As Josephus narrates the governmental action, so Hegesippus (Eusebius, James 2:22) describes the popular side of the movement by which James was martyred. The profound piety of James so impressed the city that an apprehension arose among the hierarchy that he would carry the people with him. On the one hand parties of inquirers resorted to him, asking, “What is the (way or) ‘door’ of Jesus?” In other words, What is the true view in regard to your crucified brother? To these James firmly replied, “He is the Saviour;” in consequence of which testimony large numbers became believers. Alarmed at this, the Jewish leaders conceived a vain hope that James himself might be induced to modify his claims before the people, and they made him stand upon an eminence of the temple to address an explanation to the people. “O Just one,” said they, “in whom we all ought to confide, What is the door of Jesus!” He answered with a loud voice, “Why ask ye me concerning Jesus, the Son of man? He sits in heaven at the right hand of the great Power, and is about to come in the clouds of heaven.” The enraged authorities, with Ananus probably as chief mover, then incited the mob to stone him, whilst he, kneeling, exclaimed, “I pray thee, O Father, the Lord God, forgive them, for they know not what they do.” At this moment one of the priests, of the sons of Rechab, interposed, saying, “Cease; what do ye? the Just one prays for you.” But a certain fuller, taking a club belonging to his trade, struck him a fatal blow upon the head, and so “the Just” was martyred. They buried him upon the spot, and (says the narrator whom Hegesippus quotes) his pillar still remains by the temple. Hegesippus adds, that “straightway Vespasian besieged them;” but he doubtless conceptually shortens the real interval of time in order to trace a connexion between the crime of James’s murder and the punishment of the city. Between the priesthood of Ananus and the siege of Jerusalem was a period of several years.

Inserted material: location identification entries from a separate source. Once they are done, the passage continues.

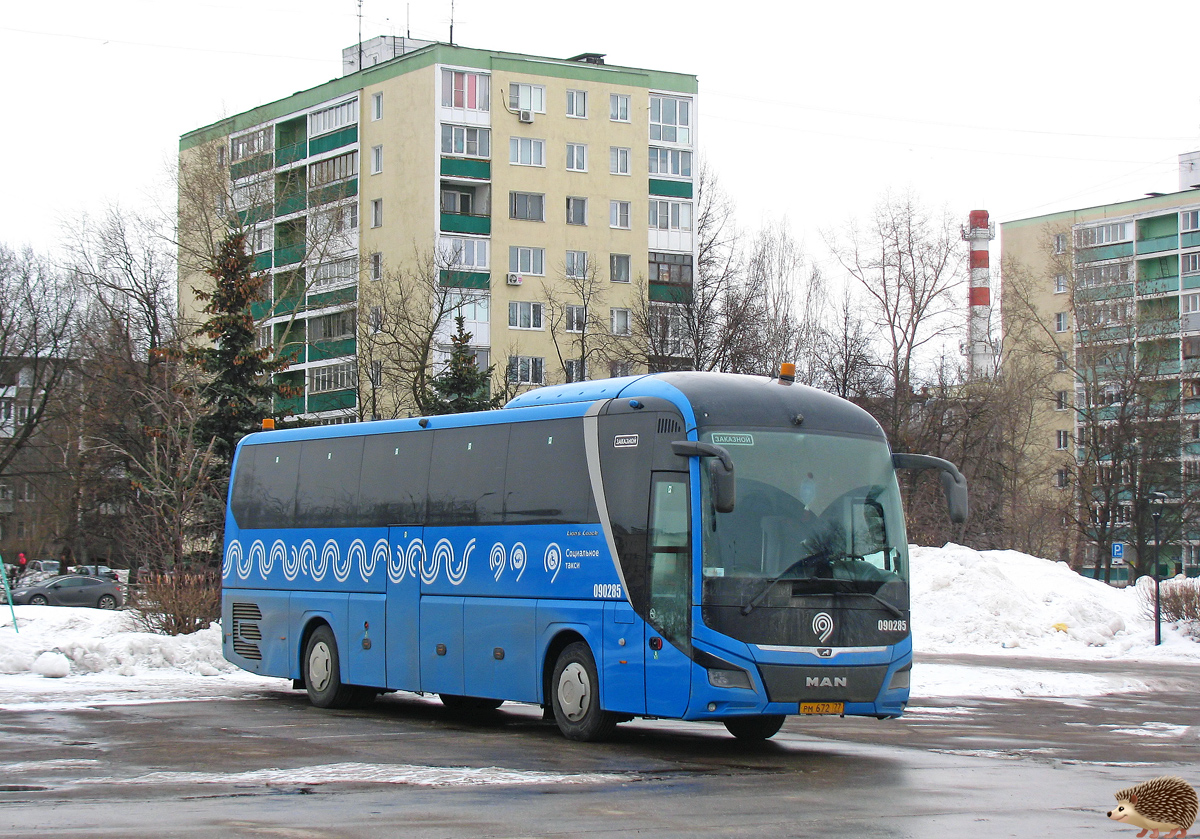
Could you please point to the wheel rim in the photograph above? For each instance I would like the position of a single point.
(319, 666)
(574, 691)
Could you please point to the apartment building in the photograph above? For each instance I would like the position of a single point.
(516, 178)
(1114, 286)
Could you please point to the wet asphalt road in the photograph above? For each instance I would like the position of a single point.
(949, 768)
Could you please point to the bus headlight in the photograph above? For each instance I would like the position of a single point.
(730, 678)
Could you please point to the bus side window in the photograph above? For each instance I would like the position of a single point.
(670, 557)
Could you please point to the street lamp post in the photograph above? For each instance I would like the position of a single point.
(1158, 497)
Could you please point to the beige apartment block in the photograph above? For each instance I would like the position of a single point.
(1117, 262)
(522, 183)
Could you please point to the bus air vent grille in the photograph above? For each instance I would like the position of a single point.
(669, 426)
(246, 611)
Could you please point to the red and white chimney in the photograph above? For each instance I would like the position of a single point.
(981, 353)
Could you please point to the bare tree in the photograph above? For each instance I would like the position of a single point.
(909, 262)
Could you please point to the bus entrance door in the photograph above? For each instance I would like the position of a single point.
(669, 583)
(403, 607)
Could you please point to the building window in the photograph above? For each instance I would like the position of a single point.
(576, 267)
(673, 268)
(618, 267)
(527, 205)
(460, 139)
(1102, 234)
(575, 370)
(471, 91)
(526, 151)
(670, 162)
(527, 261)
(527, 97)
(253, 143)
(342, 167)
(331, 119)
(525, 315)
(618, 161)
(576, 210)
(670, 215)
(526, 370)
(618, 214)
(618, 107)
(576, 157)
(577, 103)
(576, 318)
(331, 377)
(465, 253)
(671, 119)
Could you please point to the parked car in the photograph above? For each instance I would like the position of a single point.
(72, 589)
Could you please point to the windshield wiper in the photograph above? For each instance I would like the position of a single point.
(762, 592)
(883, 603)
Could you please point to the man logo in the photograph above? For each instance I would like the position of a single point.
(822, 624)
(825, 682)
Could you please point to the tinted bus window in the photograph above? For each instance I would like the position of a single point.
(274, 484)
(547, 474)
(395, 469)
(467, 475)
(328, 491)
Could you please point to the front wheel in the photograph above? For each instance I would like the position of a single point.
(323, 673)
(755, 727)
(576, 696)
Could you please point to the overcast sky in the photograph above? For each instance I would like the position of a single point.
(808, 111)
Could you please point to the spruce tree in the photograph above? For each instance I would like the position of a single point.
(239, 391)
(462, 385)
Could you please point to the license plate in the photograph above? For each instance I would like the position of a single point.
(822, 707)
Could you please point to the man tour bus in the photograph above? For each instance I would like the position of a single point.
(702, 546)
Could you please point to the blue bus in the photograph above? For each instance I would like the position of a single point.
(684, 545)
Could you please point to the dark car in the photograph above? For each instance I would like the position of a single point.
(73, 589)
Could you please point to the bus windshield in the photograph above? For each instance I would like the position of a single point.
(815, 510)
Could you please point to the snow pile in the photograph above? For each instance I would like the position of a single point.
(991, 601)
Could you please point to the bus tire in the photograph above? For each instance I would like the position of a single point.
(322, 672)
(755, 727)
(468, 705)
(576, 696)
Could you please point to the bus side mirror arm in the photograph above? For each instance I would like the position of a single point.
(954, 485)
(720, 471)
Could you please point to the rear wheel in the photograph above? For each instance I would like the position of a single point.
(755, 727)
(576, 696)
(322, 672)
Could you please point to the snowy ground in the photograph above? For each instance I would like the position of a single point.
(991, 603)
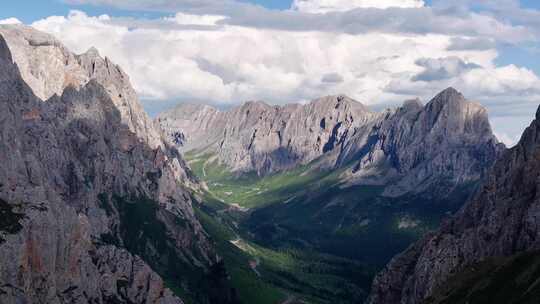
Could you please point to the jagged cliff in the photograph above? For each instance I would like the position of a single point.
(501, 220)
(412, 148)
(93, 199)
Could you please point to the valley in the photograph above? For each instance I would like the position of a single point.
(308, 234)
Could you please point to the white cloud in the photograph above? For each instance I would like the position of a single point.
(325, 6)
(188, 19)
(506, 139)
(204, 58)
(10, 21)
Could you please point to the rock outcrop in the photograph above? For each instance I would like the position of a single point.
(95, 203)
(446, 143)
(501, 220)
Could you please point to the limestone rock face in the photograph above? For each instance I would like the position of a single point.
(446, 143)
(80, 163)
(499, 221)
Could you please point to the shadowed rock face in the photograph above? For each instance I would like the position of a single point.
(76, 155)
(499, 221)
(446, 143)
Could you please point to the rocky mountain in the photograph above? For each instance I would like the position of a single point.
(95, 205)
(483, 240)
(412, 148)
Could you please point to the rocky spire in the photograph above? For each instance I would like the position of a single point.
(499, 221)
(75, 165)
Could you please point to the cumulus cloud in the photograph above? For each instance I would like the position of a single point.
(442, 68)
(10, 21)
(325, 6)
(471, 44)
(226, 52)
(332, 78)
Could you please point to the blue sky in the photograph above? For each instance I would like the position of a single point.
(29, 11)
(282, 57)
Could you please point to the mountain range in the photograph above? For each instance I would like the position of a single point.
(256, 204)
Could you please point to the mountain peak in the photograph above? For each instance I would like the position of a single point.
(412, 104)
(449, 95)
(92, 52)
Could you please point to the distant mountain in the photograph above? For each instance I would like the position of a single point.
(488, 252)
(95, 205)
(413, 148)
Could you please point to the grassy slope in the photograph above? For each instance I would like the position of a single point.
(310, 276)
(295, 216)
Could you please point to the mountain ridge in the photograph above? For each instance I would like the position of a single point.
(499, 221)
(335, 131)
(76, 168)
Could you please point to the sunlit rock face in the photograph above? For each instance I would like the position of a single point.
(413, 148)
(80, 163)
(501, 220)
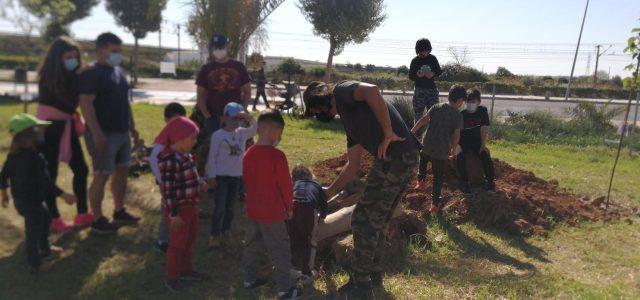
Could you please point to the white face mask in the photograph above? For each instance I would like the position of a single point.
(219, 53)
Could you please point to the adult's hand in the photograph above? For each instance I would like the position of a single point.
(382, 148)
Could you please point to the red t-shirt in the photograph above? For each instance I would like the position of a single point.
(265, 171)
(223, 83)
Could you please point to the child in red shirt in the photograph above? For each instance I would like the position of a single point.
(269, 203)
(180, 189)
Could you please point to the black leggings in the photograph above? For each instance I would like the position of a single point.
(437, 168)
(485, 158)
(50, 150)
(263, 94)
(36, 228)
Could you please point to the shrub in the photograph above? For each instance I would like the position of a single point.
(404, 106)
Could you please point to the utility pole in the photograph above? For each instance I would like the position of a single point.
(598, 54)
(179, 58)
(575, 57)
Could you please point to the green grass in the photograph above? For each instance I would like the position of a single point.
(590, 261)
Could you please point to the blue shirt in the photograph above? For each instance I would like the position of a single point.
(111, 104)
(309, 191)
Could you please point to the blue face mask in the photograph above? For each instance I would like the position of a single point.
(70, 64)
(114, 59)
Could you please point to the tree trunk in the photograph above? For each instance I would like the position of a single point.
(135, 63)
(327, 72)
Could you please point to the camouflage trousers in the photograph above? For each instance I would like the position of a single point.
(385, 185)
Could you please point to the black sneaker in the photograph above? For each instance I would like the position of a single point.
(255, 284)
(162, 246)
(102, 226)
(122, 217)
(292, 293)
(376, 279)
(491, 187)
(466, 189)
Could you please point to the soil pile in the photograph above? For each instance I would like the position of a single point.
(523, 203)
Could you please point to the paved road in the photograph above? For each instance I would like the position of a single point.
(154, 91)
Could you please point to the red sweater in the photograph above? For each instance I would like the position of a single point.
(265, 171)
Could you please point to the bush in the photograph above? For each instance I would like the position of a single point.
(404, 106)
(458, 73)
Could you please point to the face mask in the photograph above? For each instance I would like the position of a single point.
(324, 117)
(220, 53)
(71, 64)
(232, 123)
(114, 59)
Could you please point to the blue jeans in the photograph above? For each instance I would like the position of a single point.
(225, 197)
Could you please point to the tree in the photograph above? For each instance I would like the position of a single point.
(237, 19)
(139, 17)
(502, 72)
(342, 22)
(290, 67)
(58, 14)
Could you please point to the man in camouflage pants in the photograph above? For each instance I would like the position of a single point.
(373, 125)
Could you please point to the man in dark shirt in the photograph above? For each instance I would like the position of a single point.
(373, 125)
(219, 82)
(261, 82)
(423, 70)
(473, 140)
(104, 99)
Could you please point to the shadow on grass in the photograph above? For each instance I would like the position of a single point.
(480, 249)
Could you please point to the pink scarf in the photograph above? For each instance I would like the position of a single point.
(46, 112)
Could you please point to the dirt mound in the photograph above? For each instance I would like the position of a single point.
(523, 203)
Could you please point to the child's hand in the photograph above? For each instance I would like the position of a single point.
(176, 223)
(70, 199)
(213, 184)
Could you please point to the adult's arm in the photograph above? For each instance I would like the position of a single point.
(246, 94)
(371, 95)
(354, 157)
(153, 161)
(89, 113)
(202, 102)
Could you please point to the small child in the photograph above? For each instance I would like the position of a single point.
(309, 205)
(441, 140)
(171, 111)
(180, 189)
(224, 166)
(269, 203)
(473, 139)
(26, 170)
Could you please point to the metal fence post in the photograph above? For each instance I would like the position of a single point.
(493, 99)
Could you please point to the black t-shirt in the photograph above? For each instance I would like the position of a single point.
(362, 127)
(111, 104)
(65, 100)
(471, 135)
(417, 63)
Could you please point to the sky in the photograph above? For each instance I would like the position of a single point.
(526, 37)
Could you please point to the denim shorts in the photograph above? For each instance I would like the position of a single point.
(118, 152)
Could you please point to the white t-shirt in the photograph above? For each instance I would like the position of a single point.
(226, 151)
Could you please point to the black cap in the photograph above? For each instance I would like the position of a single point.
(218, 41)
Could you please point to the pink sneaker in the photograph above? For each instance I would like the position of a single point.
(83, 220)
(59, 225)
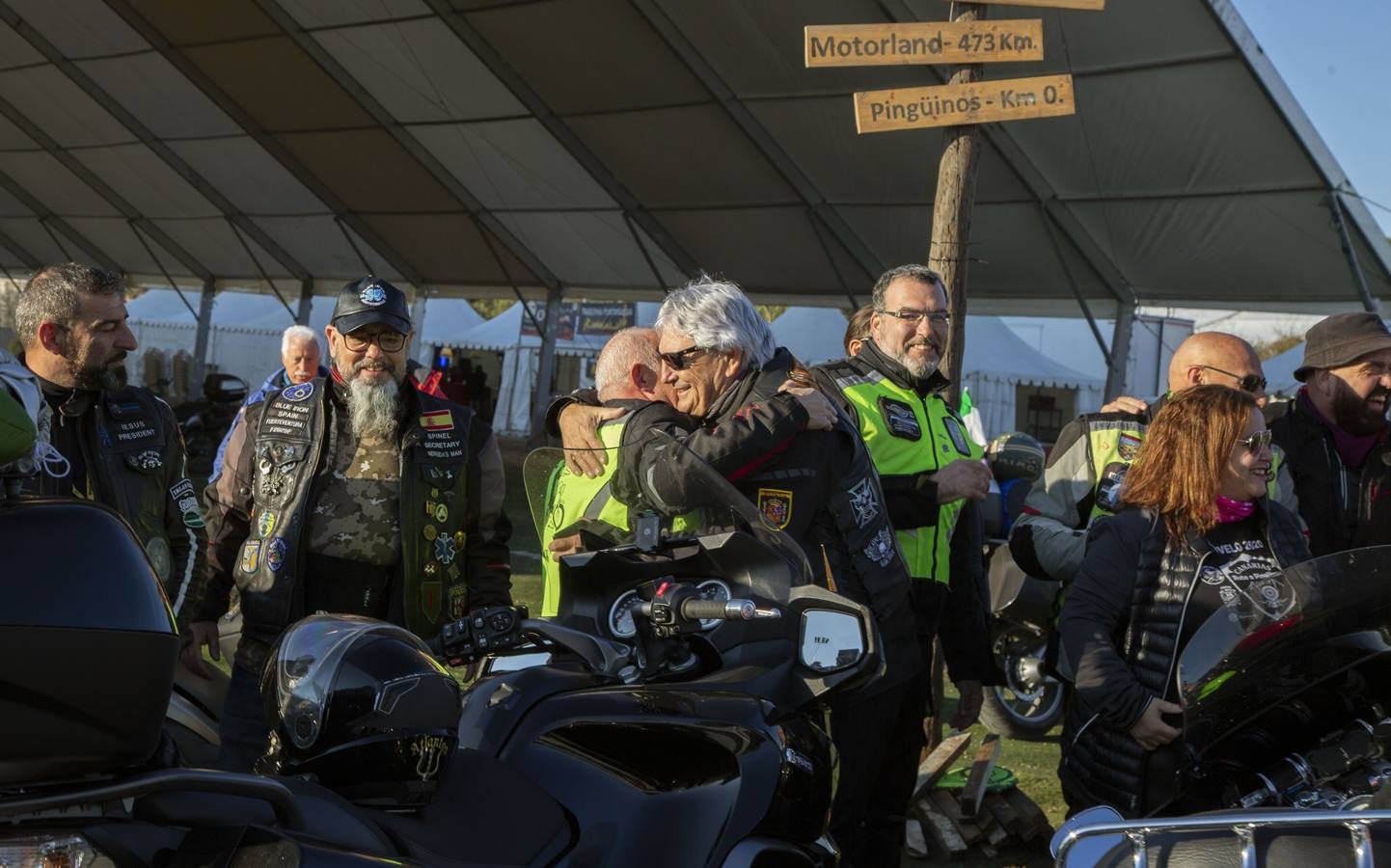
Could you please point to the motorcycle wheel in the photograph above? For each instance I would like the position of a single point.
(1028, 704)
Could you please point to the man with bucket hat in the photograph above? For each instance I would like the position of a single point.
(353, 494)
(1334, 431)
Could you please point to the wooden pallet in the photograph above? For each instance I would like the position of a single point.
(950, 824)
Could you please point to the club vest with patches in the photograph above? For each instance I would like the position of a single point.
(579, 499)
(909, 434)
(288, 456)
(1113, 443)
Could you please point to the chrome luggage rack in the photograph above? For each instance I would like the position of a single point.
(1241, 824)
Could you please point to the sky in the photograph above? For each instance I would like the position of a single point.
(1333, 56)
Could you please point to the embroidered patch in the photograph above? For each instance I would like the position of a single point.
(881, 548)
(251, 556)
(444, 550)
(777, 506)
(431, 594)
(957, 436)
(864, 502)
(900, 419)
(440, 420)
(1129, 447)
(373, 295)
(298, 393)
(276, 554)
(1108, 490)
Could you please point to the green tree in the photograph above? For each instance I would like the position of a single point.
(491, 308)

This is in the group of epistles which received but a late general recognition in the Church. The most decisive fact in its favour is its acceptance into the Peshito, which is the version of the very early Syriac Church, where the epistle was first published. It is, therefore, an ancient and a home testimony. There is a passage in the Shepherd of Hermas, the apostolic father, which appears to be an imitation of James 4:7. But Origen is the first Greek father who expressly quotes the epistle with the author’s name. Eusebius classes it as disputed, yet generally recognised. It is recognised by Hippolytus, bishop of Portus, near Rome, as Scripture, but without naming the author; and is recognised by Jerome as Scripture, with the author’s name. It was universally received in the fourth century.

As to the DATE, there are two opinions maintained, each by eminent scholars. The first, held generally by the earlier commentators, dated it a short time before the destruction of Jerusalem; the second, held by some later scholars, as Neander, Huther, and Alford, place its writing a short time before the Council of Jerusalem, (Acts xv,) about A.D. 45. This second we consider entirely too early.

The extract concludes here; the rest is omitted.